Setelah rahasia Keluarga Bu terungkap, Penguasa Kota Bu Wu merasa kewalahan.
Keduanya adalah ahli bela diri Grandmaster, tetapi bagaimana mungkin Keluarga Bu bisa menghasilkan ahli bela diri peringkat teratas?
Pada titik ini, mendapatkan simpati pengadilan sudah tidak mungkin lagi. Dia hanya bisa melaporkannya dan membiarkan pengadilan mengirimkan ahli bela diri terbaik mereka untuk menangani Keluarga Bu.
“Saya turut prihatin atas cedera yang Anda alami, apakah ada yang serius?” Pemimpin Klan Keluarga Bu memberikan pil kepada pemimpin klan bangsawan itu, dan secara ajaib cederanya sembuh.
Pemimpin klan bangsawan itu tercengang: “Apakah ramuan ajaib ini juga berasal dari leluhurmu di masa lalu?”
Pemimpin Klan Keluarga Bu tertawa, tetapi tidak menjawab.
Itu adalah pil penyembuhan hebat yang diberikan oleh Bai Hongtu.
“Saudara Bu, apakah orang ini… benar-benar seseorang yang hidup sejak tiga ratus tahun yang lalu?” tanya pemimpin klan bangsawan itu, sambil merendahkan suaranya.
Sebenarnya, pemimpin klan bangsawan itu menerima dua undangan. Yang pertama dari Penguasa Kota Bu Wu, yang memintanya untuk sengaja mencari gara-gara untuk mengungkap kekuatan inti Keluarga Bu. Yang kedua dari Pemimpin Klan Keluarga Bu, yang memintanya untuk memulai perkelahian agar orang-orang dapat melihat kekuatan Keluarga Bu.
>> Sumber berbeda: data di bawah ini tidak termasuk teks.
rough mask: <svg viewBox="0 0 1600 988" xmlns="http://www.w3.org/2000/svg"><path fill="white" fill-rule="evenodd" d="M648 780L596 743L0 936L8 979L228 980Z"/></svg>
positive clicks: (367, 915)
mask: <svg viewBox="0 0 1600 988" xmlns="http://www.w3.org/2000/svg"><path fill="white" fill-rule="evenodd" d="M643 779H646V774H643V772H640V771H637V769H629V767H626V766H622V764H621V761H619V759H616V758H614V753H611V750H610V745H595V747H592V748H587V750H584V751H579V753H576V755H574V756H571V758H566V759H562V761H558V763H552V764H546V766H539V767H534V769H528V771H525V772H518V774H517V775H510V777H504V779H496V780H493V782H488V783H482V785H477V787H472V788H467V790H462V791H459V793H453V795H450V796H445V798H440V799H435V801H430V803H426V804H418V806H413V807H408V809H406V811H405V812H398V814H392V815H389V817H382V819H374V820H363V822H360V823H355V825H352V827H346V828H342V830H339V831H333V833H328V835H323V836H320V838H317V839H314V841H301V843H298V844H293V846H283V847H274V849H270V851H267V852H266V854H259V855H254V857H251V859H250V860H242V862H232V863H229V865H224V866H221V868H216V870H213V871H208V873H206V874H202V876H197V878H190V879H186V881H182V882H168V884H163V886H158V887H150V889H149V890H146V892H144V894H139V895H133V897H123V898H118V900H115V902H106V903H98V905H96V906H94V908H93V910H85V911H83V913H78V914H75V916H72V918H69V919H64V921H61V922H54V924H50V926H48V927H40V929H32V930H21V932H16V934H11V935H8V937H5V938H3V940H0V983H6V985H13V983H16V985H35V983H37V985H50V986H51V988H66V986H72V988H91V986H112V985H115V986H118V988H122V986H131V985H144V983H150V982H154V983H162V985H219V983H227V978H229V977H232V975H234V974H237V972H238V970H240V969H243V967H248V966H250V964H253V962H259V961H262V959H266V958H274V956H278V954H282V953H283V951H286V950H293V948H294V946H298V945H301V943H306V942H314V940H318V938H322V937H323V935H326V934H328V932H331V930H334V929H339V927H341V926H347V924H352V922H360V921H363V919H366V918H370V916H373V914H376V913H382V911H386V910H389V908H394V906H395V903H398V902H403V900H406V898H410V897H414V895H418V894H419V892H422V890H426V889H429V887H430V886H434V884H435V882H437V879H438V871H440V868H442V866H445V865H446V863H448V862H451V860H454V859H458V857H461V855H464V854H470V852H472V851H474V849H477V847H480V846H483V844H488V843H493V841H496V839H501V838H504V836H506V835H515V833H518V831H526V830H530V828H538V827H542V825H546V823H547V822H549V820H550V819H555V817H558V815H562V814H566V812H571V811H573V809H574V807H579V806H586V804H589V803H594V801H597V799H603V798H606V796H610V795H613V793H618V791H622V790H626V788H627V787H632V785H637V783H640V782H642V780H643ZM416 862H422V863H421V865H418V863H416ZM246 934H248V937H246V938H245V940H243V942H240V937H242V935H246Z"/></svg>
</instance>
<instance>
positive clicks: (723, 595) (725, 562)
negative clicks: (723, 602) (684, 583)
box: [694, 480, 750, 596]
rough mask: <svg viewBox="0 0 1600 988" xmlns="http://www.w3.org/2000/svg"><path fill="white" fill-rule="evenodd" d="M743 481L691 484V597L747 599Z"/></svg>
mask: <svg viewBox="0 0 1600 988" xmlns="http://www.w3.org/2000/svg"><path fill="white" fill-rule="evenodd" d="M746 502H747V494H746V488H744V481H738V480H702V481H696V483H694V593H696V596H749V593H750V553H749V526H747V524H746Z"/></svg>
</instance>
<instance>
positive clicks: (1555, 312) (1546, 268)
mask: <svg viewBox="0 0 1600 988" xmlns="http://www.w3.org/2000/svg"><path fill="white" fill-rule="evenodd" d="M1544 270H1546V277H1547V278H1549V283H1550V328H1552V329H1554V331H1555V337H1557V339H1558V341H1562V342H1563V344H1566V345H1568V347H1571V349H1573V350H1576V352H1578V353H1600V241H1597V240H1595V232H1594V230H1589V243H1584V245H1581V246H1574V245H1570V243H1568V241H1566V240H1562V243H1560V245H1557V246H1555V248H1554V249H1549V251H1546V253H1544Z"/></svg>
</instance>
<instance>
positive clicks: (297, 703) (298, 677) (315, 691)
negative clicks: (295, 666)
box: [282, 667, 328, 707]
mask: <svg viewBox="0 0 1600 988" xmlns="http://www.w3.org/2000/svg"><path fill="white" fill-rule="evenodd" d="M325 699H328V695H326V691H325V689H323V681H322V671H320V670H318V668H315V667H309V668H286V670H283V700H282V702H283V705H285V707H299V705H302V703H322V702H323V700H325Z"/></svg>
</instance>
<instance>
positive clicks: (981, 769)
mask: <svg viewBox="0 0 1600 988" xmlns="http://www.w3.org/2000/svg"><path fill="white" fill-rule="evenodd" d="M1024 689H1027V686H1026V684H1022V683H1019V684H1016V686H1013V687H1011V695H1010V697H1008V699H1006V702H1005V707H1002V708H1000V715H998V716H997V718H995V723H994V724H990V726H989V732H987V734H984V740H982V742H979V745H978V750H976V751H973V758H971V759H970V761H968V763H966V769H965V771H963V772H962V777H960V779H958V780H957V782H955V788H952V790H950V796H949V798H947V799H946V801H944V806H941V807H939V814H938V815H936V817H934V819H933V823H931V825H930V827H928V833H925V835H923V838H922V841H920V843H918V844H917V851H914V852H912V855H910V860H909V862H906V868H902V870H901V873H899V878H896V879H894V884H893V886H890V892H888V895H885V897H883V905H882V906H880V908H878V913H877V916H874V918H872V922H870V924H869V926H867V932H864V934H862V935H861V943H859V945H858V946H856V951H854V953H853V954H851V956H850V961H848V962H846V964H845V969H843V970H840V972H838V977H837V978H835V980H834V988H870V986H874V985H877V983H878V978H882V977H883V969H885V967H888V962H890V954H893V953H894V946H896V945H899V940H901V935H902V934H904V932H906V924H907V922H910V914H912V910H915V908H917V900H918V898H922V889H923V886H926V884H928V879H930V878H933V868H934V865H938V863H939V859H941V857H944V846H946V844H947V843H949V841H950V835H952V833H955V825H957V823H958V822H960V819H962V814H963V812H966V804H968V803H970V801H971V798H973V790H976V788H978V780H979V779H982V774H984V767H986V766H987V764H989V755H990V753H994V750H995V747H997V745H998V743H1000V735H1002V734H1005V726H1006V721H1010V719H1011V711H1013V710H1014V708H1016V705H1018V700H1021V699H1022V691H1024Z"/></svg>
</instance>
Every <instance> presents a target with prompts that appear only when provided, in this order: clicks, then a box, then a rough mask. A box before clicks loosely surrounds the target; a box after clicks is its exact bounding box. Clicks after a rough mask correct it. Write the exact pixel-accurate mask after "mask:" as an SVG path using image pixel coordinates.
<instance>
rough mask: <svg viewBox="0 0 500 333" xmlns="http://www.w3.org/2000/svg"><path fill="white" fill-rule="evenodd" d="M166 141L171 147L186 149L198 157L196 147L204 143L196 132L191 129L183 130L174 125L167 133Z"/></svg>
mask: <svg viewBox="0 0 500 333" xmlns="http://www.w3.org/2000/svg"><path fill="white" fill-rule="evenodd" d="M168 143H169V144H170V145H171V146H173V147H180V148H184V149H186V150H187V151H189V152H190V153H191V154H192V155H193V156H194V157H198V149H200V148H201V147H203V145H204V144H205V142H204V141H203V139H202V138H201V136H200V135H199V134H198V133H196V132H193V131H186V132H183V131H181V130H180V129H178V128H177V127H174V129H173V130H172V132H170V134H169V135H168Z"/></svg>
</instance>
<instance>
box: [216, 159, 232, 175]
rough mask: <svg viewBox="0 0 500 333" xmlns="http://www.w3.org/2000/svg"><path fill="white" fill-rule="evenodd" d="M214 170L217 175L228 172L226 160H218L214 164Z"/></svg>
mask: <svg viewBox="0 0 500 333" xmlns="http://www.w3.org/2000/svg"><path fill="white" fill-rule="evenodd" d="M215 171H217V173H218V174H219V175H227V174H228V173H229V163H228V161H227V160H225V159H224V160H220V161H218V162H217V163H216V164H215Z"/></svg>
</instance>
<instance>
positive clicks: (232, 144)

Pemimpin klan bangsawan itu merasa sangat tidak percaya bahwa kedua rencana tersebut bertepatan dengan sempurna, jadi dia langsung menyetujui keduanya.
Dia sebenarnya sangat penasaran ingin melihat kekuatan tersembunyi apa yang dimiliki Keluarga Bu.
Setelah melihatnya sekarang, dia menyadari bahwa itu memang luar biasa.